Recently, Fox Kitten was spotted targeting a new family of products used widely within the U.S. private and government sectors.
  • According to researchers, Fox Kitten has been exploiting a critical remote code execution vulnerability (CVE-2020-5902) in F5 Networks BIG-IP.
  • The hackers attempt to steal the legitimate credentials and use webshells to establish persistence on the server.
  • The actors also use additional tools such as NMAP and Angry IP scanner for internal reconnaissance, Mimikatz to capture credentials, and Juicy Potato for privilege escalation.

Fox Kitten’s backstory

  • Operating since summer 2019, Fox Kitten has been providing an initial footstep inside target networks to support several other Iranian hacker groups, such as Shamoon, Oilrig, and Chafer.
  • Earlier, Fox Kitten has attempted to infiltrate into a bunch of popular VPN products such as Pulse Secure "Connect" enterprise VPNs, Fortinet VPN servers, Palo Alto Networks Global Protect VPN servers, Citrix ADC servers, and Citrix network gateways.

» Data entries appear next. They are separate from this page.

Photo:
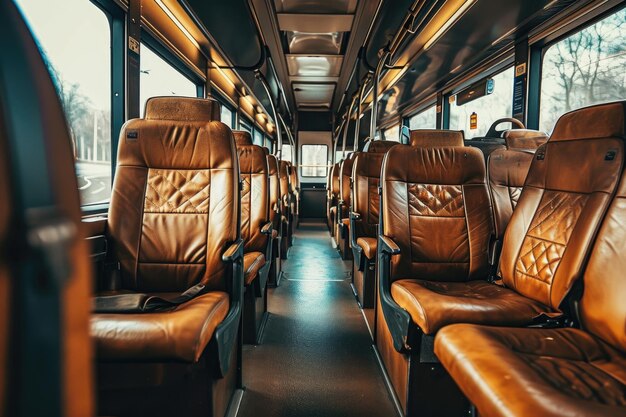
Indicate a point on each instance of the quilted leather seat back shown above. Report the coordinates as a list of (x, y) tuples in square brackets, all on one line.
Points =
[(174, 205), (569, 186), (602, 308), (366, 179), (507, 169), (254, 174), (436, 208)]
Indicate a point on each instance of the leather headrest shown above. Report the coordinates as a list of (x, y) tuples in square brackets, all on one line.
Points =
[(188, 109), (435, 138), (601, 121), (379, 146), (242, 137), (524, 138)]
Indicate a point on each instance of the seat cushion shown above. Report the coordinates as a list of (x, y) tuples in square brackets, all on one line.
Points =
[(252, 263), (534, 372), (369, 245), (180, 334), (433, 305)]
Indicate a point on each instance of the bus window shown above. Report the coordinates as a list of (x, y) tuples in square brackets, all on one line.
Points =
[(314, 162), (258, 137), (488, 108), (427, 119), (286, 153), (392, 134), (226, 116), (583, 69), (83, 82), (159, 78)]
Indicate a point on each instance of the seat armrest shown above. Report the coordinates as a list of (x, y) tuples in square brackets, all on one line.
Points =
[(227, 331), (267, 229), (388, 246), (398, 320), (234, 251)]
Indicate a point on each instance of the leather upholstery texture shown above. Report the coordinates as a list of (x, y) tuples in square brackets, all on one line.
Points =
[(365, 198), (559, 211), (507, 169), (564, 371), (188, 109), (174, 179), (436, 208), (426, 138), (180, 334), (174, 210), (369, 245), (534, 372), (252, 263), (433, 305)]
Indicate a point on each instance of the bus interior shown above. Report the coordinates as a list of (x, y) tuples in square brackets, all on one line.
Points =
[(312, 208)]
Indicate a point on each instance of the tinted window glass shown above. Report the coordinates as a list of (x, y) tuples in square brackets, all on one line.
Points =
[(426, 119), (159, 78), (314, 160), (487, 109), (75, 39), (583, 69)]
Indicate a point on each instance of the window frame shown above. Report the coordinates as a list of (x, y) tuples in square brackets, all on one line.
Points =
[(538, 51), (504, 65), (324, 165)]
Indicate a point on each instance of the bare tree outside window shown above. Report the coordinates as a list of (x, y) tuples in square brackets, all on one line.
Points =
[(427, 119), (488, 108), (583, 69), (314, 160), (76, 46)]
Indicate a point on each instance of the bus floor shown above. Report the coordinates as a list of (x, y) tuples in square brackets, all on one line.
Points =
[(316, 356)]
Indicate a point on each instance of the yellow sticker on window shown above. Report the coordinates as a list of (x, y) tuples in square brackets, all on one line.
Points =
[(474, 121)]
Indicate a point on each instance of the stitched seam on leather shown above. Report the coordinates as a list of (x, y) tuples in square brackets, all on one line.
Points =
[(467, 229), (204, 326), (410, 294)]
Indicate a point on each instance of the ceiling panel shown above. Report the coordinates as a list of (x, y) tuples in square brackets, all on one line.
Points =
[(315, 6), (314, 43), (315, 23), (314, 65), (314, 95)]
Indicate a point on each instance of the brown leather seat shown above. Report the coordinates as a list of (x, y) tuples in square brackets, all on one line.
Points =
[(565, 371), (25, 88), (364, 216), (507, 169), (173, 223), (436, 208), (342, 232), (545, 244), (332, 197)]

BIG-IP vulnerability already on target

Fox Kitten is not the only threat actor targeting this newly discovered vulnerability. This particular vulnerability (CVE-2020-5902) in F5 Networks BIG-IP has been in the news since its disclosure on June 30, 2020.
  • With a CVSSv3 score of 10, several malicious actors have been attempting to exploit the vulnerability in the wild.
  • On July 28, Trend Micro released a report about a Mirai botnet downloader (detected as Trojan.SH.MIRAI.BOI), that was abusing this flaw, along with several other vulnerabilities.
  • Hackers had actually started scanning for this vulnerability in the wild just three days after it was released.


A word of caution

Hackers targeting any newly disclosed vulnerability is nothing new. However, the moves made by infamous threat groups such as Mirai and Fox Kitten APT indicates that threat actors are on their toes for exploiting this critical vulnerability. Experts say organizations must adopt a dynamic patch management process to make sure that their networks remain safe from such threats.